Brenda Stahl remembers her third child as being different from her other three sons. 

Issac Trevino was more outspoken and more loving than the others, strong-willed and a fast learner, she said. When he was born in 2003, “he just changed everything.” 

And when Trevino died on March 17, he changed the life of another. 

Diagnosed just eight months prior with stage 4 testicular cancer that had already spread to his brain, Trevino spent his 18th birthday in the hospital undergoing chemotherapy treatment.

His health improved by October, and Trevino renewed his driver’s license — posing for a new photo still with a full head of hair — and volunteered to be an organ and tissue donor. A month later, tests showed the aspiring electrician was cancer-free. 

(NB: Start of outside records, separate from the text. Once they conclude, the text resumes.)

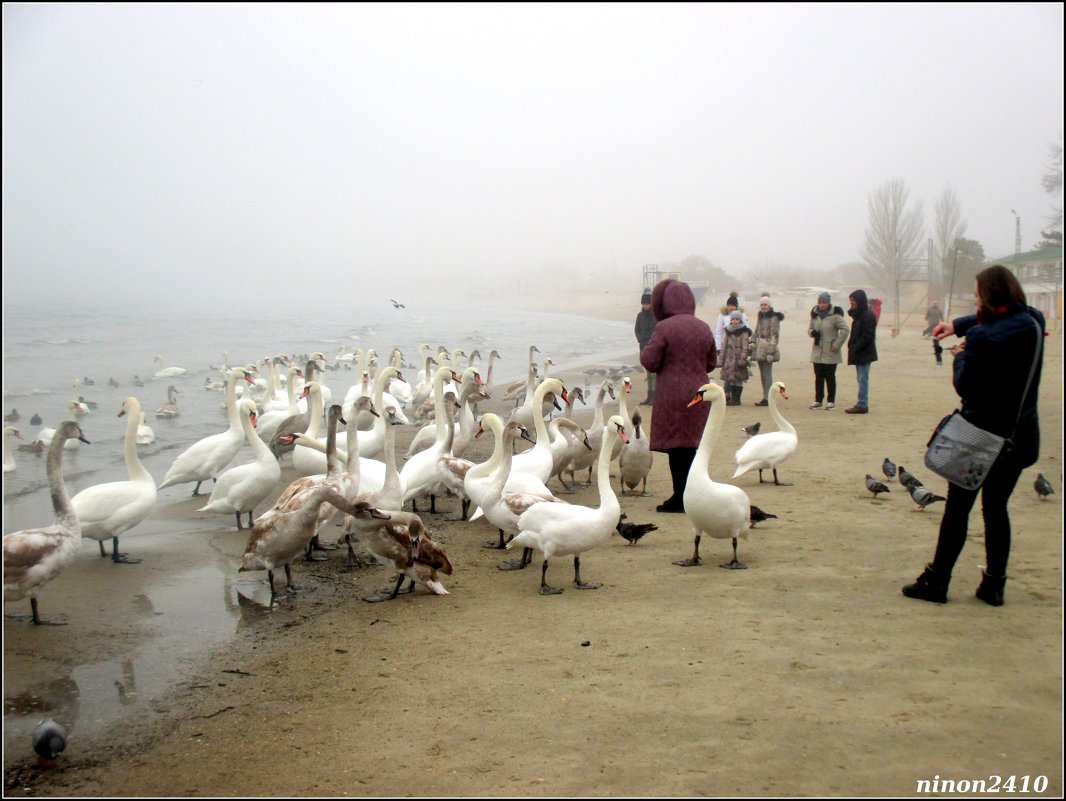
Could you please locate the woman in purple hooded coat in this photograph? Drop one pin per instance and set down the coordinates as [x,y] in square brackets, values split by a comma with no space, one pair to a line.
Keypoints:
[681,353]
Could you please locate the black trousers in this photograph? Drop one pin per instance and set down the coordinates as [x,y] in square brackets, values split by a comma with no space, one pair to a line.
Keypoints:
[825,383]
[995,494]
[680,461]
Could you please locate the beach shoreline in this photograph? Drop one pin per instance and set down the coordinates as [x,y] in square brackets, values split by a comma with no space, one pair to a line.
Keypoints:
[806,674]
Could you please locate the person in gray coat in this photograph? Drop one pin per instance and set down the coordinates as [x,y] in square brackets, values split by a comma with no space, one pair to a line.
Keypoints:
[828,329]
[764,350]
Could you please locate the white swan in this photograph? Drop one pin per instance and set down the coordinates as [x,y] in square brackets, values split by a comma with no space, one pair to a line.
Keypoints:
[144,433]
[537,461]
[209,457]
[171,407]
[107,511]
[558,529]
[165,372]
[268,422]
[722,511]
[503,508]
[278,537]
[585,459]
[470,384]
[46,435]
[765,451]
[634,464]
[35,556]
[9,457]
[242,487]
[419,474]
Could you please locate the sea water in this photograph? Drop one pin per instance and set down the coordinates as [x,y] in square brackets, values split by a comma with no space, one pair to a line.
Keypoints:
[46,351]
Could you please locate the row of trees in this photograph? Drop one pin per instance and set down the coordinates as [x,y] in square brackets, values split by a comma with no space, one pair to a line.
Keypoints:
[897,249]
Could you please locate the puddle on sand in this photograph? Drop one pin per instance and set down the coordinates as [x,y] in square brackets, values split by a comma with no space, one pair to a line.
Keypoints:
[184,624]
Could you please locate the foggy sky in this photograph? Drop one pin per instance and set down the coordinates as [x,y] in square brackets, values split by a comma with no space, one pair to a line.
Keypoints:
[193,153]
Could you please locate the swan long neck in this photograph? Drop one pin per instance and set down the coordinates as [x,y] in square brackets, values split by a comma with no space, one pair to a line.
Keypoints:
[711,431]
[391,484]
[61,501]
[438,404]
[352,441]
[258,447]
[538,423]
[231,413]
[290,390]
[133,467]
[505,444]
[493,463]
[609,501]
[778,418]
[332,445]
[316,406]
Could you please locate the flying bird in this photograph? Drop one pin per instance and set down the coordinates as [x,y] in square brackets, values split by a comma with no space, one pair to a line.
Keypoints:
[907,479]
[923,497]
[1043,486]
[875,486]
[633,531]
[49,741]
[758,515]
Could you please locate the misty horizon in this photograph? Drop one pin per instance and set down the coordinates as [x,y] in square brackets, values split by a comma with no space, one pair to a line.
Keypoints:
[202,155]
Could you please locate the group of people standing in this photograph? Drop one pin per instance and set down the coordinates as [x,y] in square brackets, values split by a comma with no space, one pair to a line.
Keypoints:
[1004,335]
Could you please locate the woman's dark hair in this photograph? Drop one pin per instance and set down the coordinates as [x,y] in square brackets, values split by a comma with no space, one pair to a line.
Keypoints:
[998,287]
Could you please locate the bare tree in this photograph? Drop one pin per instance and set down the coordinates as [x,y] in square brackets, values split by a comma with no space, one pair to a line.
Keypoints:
[949,227]
[893,236]
[1053,185]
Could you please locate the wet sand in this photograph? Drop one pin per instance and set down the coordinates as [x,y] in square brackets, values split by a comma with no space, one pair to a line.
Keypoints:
[806,674]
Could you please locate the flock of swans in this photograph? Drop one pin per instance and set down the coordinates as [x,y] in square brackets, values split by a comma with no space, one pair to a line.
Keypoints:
[362,480]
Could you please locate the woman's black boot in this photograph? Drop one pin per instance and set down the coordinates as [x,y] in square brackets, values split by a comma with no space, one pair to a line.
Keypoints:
[990,590]
[930,586]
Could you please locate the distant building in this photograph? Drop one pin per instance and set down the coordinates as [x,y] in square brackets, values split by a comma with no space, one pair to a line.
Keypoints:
[1040,275]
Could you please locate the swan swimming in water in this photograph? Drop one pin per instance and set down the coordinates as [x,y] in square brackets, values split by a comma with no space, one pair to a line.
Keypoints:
[106,511]
[34,557]
[165,372]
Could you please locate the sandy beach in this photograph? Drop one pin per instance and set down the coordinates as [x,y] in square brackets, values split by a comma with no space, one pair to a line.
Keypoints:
[807,674]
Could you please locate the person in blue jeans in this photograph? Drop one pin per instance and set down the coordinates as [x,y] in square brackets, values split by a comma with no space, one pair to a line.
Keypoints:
[861,348]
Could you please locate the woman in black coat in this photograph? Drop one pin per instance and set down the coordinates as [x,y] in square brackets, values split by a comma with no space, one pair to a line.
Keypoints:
[991,368]
[861,348]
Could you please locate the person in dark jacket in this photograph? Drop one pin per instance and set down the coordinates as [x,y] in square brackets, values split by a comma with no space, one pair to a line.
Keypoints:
[991,368]
[861,348]
[646,324]
[681,352]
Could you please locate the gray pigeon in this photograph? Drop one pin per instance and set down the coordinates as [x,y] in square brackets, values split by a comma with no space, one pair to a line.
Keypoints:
[1043,486]
[907,479]
[923,497]
[49,740]
[875,486]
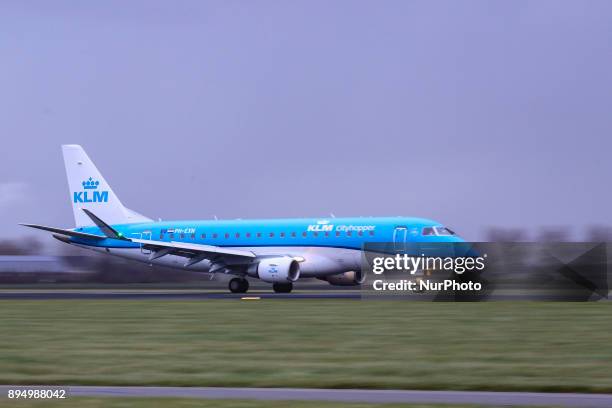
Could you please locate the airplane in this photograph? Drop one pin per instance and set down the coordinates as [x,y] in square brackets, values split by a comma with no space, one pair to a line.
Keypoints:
[276,251]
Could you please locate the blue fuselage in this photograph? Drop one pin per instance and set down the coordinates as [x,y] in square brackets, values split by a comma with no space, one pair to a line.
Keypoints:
[348,233]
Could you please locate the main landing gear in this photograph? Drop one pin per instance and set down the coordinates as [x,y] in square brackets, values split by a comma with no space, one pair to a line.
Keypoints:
[238,285]
[282,287]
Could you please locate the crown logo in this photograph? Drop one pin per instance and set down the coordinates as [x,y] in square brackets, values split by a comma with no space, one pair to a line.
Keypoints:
[90,184]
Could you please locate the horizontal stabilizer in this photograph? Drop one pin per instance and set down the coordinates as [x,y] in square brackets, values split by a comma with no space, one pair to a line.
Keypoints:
[66,232]
[106,229]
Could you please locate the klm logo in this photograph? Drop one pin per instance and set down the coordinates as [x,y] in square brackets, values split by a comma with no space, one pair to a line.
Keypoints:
[91,193]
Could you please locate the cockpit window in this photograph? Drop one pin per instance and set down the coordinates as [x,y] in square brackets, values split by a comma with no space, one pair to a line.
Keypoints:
[428,231]
[443,231]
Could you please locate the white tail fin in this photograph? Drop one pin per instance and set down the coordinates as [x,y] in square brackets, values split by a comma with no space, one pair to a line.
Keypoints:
[89,190]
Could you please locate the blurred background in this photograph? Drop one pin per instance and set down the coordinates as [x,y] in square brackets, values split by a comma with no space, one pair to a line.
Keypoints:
[491,117]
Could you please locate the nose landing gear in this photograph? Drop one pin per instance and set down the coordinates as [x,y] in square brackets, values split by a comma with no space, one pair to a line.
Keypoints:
[282,287]
[238,285]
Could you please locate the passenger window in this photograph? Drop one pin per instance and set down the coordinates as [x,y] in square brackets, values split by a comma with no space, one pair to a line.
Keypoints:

Then on Christmas Eve, Trevino lost all feeling in his legs and couldn’t stand or walk. His mother rushed him to the hospital, where surgeons removed a brain tumor. 

Stahl eventually took him home to recover. “I’m all they have, they’re all I have, and I’m not going to let my son go into a rehab [hospital],” she said. 

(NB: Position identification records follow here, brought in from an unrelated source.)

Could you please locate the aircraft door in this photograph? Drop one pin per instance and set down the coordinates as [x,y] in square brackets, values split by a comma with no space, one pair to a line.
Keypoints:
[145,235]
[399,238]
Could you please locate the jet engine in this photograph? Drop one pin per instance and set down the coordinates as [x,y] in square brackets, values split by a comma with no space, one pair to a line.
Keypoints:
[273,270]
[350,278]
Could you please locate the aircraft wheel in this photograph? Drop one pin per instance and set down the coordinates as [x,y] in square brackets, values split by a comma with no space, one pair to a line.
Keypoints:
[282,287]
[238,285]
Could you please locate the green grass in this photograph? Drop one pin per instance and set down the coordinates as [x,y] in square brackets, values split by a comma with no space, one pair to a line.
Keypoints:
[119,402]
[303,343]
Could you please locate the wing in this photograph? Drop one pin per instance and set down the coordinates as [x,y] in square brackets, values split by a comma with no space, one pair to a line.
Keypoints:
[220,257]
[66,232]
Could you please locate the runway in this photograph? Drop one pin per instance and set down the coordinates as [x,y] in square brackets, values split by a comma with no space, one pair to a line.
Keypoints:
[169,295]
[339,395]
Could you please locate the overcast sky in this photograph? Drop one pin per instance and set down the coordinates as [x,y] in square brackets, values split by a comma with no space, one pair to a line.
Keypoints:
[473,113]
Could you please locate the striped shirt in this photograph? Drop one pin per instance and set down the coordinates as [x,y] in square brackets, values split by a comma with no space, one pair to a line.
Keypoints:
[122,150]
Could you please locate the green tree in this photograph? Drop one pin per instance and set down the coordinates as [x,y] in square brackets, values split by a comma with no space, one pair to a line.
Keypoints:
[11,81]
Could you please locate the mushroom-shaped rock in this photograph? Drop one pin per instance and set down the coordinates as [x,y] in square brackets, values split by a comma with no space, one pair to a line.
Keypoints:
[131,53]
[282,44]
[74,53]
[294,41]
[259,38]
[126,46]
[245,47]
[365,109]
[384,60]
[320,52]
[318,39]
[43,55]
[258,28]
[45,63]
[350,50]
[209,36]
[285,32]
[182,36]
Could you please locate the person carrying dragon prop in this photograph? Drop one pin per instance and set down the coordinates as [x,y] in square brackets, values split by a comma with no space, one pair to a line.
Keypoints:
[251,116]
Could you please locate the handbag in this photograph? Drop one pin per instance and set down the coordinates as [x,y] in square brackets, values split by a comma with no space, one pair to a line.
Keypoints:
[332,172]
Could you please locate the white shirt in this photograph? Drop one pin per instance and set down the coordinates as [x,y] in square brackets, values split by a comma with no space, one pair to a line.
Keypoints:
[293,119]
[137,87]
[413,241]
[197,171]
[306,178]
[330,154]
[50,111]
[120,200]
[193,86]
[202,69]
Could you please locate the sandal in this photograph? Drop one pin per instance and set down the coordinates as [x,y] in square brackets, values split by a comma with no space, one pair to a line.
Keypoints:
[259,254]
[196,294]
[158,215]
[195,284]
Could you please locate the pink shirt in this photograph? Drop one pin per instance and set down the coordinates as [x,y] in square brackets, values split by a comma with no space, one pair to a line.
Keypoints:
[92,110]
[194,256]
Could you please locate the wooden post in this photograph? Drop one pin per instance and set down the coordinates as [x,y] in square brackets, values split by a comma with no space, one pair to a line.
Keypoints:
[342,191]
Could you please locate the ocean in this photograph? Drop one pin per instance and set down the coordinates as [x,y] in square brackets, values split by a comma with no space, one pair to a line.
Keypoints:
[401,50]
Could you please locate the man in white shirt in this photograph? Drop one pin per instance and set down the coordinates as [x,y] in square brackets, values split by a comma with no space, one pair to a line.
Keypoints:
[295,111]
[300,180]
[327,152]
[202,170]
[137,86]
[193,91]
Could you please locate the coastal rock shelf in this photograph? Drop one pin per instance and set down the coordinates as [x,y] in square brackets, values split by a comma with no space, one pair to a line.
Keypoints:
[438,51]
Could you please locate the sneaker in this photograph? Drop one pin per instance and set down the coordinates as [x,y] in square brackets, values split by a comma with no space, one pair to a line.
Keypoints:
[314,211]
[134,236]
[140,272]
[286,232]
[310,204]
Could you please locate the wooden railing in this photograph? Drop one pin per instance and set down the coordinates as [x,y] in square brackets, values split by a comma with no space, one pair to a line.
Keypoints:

But by the end of February, Trevino was back in the hospital, bleeding and in pain. Another tumor was found and he had developed pneumonia. 

“‘I don’t want to do this again. Don’t bring me back if something should happen,’” Stahl said, repeating her son’s words to her as doctors put him on a ventilator. He agreed to give it three days, she said. Trevino died the same day. 

But weeks before, the young man had gathered his family into his bedroom and told them that if he died, he wanted to donate his organs and that he wanted to be cremated, with his ashes scattered at the beach. He wanted a family barbecue rather than a funeral. 

“He wasn’t angry. He never questioned why,” Stahl said. “He said if [his experience] helped just one person, it was worth it.”

After his passing, Trevino’s corneas were recovered to restore another person’s sight. Because of his cancer, other organs were not able to be transplanted. Stahl had made sure the hospital knew about her son’s wishes and the decision he had made to be an organ donor.

She weeps at the memory but is determined to share her son’s story so that others will become organ donors.

An urn with remains of Issac Trevino sits near the Gulf of Mexico waters where his ashes were scattered by his family. He wore the pink beanie during much of his hospital stay. Credit: Courtesy / Brenda Stahl

Connie Thigpen, nurse director at the Baptist Medical Center in downtown San Antonio, said Trevino’s actions, and that of others like him who register as organ donors, relieve their families of extra grief and stress that come following a loved one’s death. 

And “most of the time, family will honor their loved one’s wishes,” Thigpen said.

The most common way to register as an organ donor is when obtaining or renewing a driver’s license the way Trevino did. 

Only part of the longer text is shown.